When I initially obtained my bachelors in nursing in 2007 I don’t recall learning about transgender individuals at any point in my four year program. During my Master’s program I think we had some discussions around the LGBT community in generalized terms but nothing specific to therapy with clients who are gender questioning. I graduated in 2012, and started practicing as an psychiatric nurse practitioner in 2013. At some point I had my first transgender patient on the inpatient psychiatric unit I worked on. Inpatient treatment is very different than outpatient. Inpatient is focused on stabilization and it’s not the place to go into deep gender work. Transgender or non-binary clients were usually there for a primary depressive or bipolar illness that was or was not related to their gender identity. Our focus was on stabilizing symptoms of depression or bipolar disorder, not on gender identity.
Along the way I slowly transitioned to outpatient medication management and transgender clients slowly and naturally made their way onto my caseload for medication management. Medication management has an element of detachment from the primary gender work. For medication management we still focus on symptoms that can respond to medication- depression, anxiety, etc. I always have the discussion about gender identity and how body image, hormone therapy, surgery accessibility, etc. is contributing or not to dysphoric or mood symptoms but it’s really focused on symptom management.
During these years I started to educate myself. I found gender work even in the removed role of managing medication, to be interesting and rewarding. These clients are vulnerable and brave, and I very much enjoyed the work with them. But I knew my knowledge was lacking and I started to have gender questioning people asking me to do individual therapy in addition to medication management.

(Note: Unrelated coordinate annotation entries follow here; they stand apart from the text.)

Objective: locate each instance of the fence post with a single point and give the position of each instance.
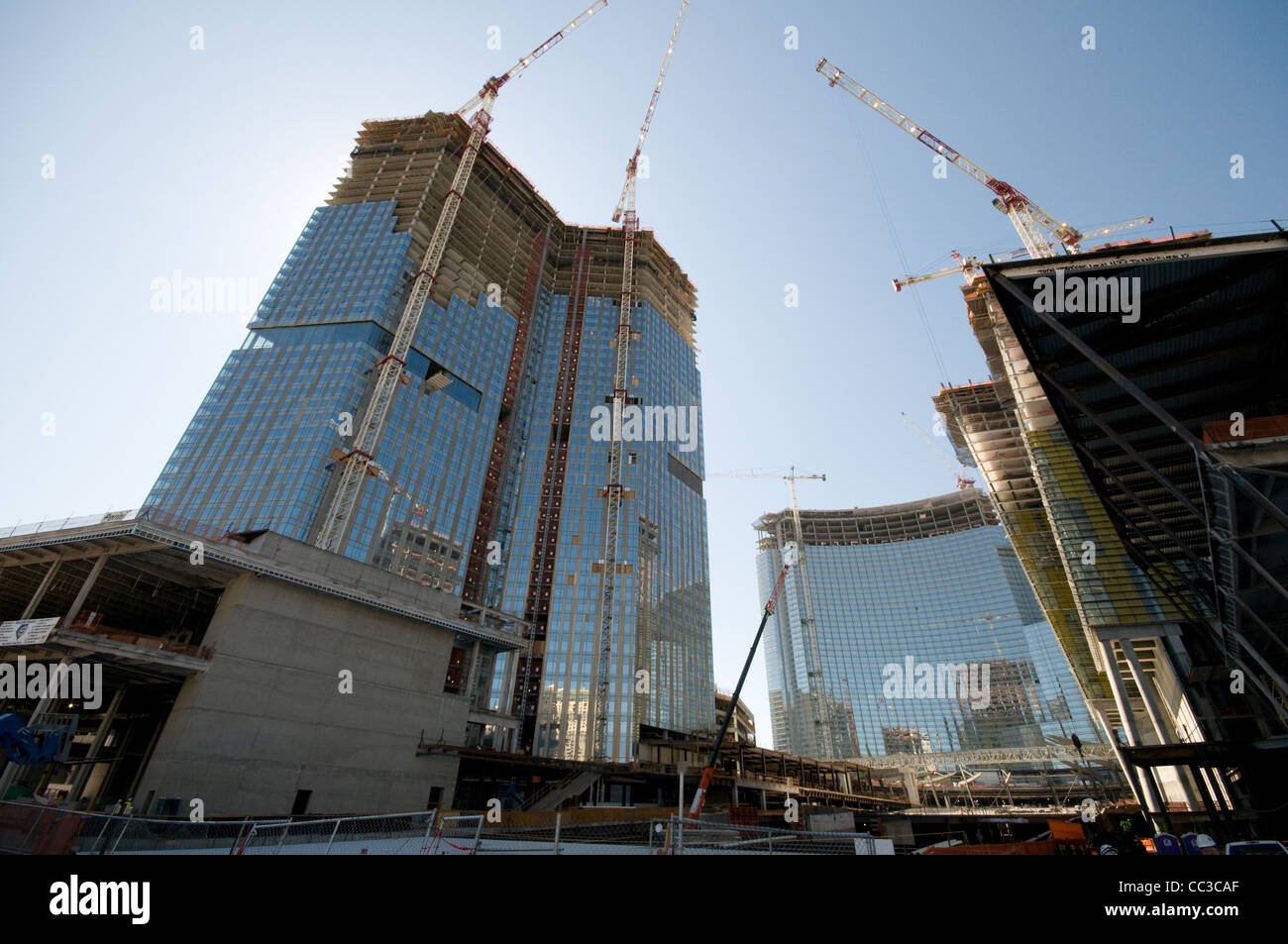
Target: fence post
(123, 832)
(429, 826)
(25, 839)
(278, 850)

I did not take on a client who was newly questioning their gender until I felt competent enough to provide quality care. I went to conferences, I read books, I talked to people. I talked to clinicians professionally. I talked to transgender individuals who I knew personally and professionally and with a great deal of sensitivity I asked them if they would tell me what worked for them and what didn’t when interacting with mental health providers. I asked what they would look for in a healthcare provider. I asked my LGBT group their good and bad experiences with healthcare providers. I read studies dating as far back as the 80’s. I ate up and continue to eat up information. I also got supervision. When I started therapy with my first gender questioning client I felt I had a solid base of knowledge and a solid support net of people to call if anything came up that I didn’t know how to handle.

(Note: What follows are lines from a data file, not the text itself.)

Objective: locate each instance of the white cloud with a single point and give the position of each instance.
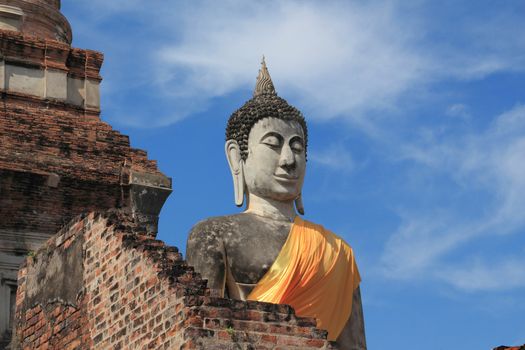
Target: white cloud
(480, 275)
(458, 110)
(334, 157)
(492, 161)
(333, 59)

What I discovered is that I still loved doing gender work, and even more so as the individual therapist not just providing medication management. I’ve described gender work to people as this- being the most neutral person imaginable for my client. Gender work is unique in therapy. Because the goal of individual therapy for someone with depression is to help them feel less depressed. Same with anxiety or PTSD symptoms. The goal is to reduce symptoms. But with gender work the therapist should not be guiding a person toward one gender or another.
The therapist can be a blank slate providing a safe space for a person to explore their own gender identification without judgement and without the boundaries of the binary societal view of gender. It involves exploring self image, self esteem, sexual orientation, mood, persistent thoughts, family systems, what gender means to them, what gender feels like to them, how gender can be a spectrum and that their journey can be whatever they want it to be. I’ve found that so much of the work for gender clients is providing them their own empowerment in defining their own sense of self.

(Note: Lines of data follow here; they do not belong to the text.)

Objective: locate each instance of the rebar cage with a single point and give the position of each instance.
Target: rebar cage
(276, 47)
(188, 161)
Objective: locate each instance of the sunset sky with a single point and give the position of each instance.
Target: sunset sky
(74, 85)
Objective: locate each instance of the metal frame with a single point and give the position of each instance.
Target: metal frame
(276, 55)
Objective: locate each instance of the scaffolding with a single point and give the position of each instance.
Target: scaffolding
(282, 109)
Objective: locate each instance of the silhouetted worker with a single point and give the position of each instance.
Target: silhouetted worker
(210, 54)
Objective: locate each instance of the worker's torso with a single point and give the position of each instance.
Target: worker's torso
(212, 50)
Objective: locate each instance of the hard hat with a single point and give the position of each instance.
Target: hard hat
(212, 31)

As a health care provider there is generally a sense that we should present this front that we know what we are doing. I agree with that to a degree. I think to be a good health care provider we also need to know what we don’t know and be comfortable with that. I would not do individual therapy with a young child questioning their gender because I do not have the training or experience to provide competent care. I did not do individual therapy with children prior to branching into gender work, so I don’t have a foundation for that age group in general.
For a young adult or adult questioning or newly transitioning I do feel comfortable providing individual therapy and medication management. But I didn’t just wake up and feel that way. Gender work is a sub-specialty and should be treated as such. It required me to challenge myself as a provider but it has been incredibly rewarding to see clients through this intimate and courageous journey.
I would advise any clinician with interest in this area to not just start marketing yourself as a gender specialist. Really do the work. Start with one client. Do that work well. Learn from it. Take on another. Build slowly, and never stop learning and asking and seeking supervision from others with more experience. Pick a number of CEU’s per year that you will commit to gender education. As a psychiatric nurse practitioner we are required to do 25/year, I commit at least half to gender continuing education. And at the end of each day identify your limitations and don’t be afraid to refer a client out if you do not have the skillset. Clients are not educational opportunities they are people, and they deserve the best care possible for what they are going through.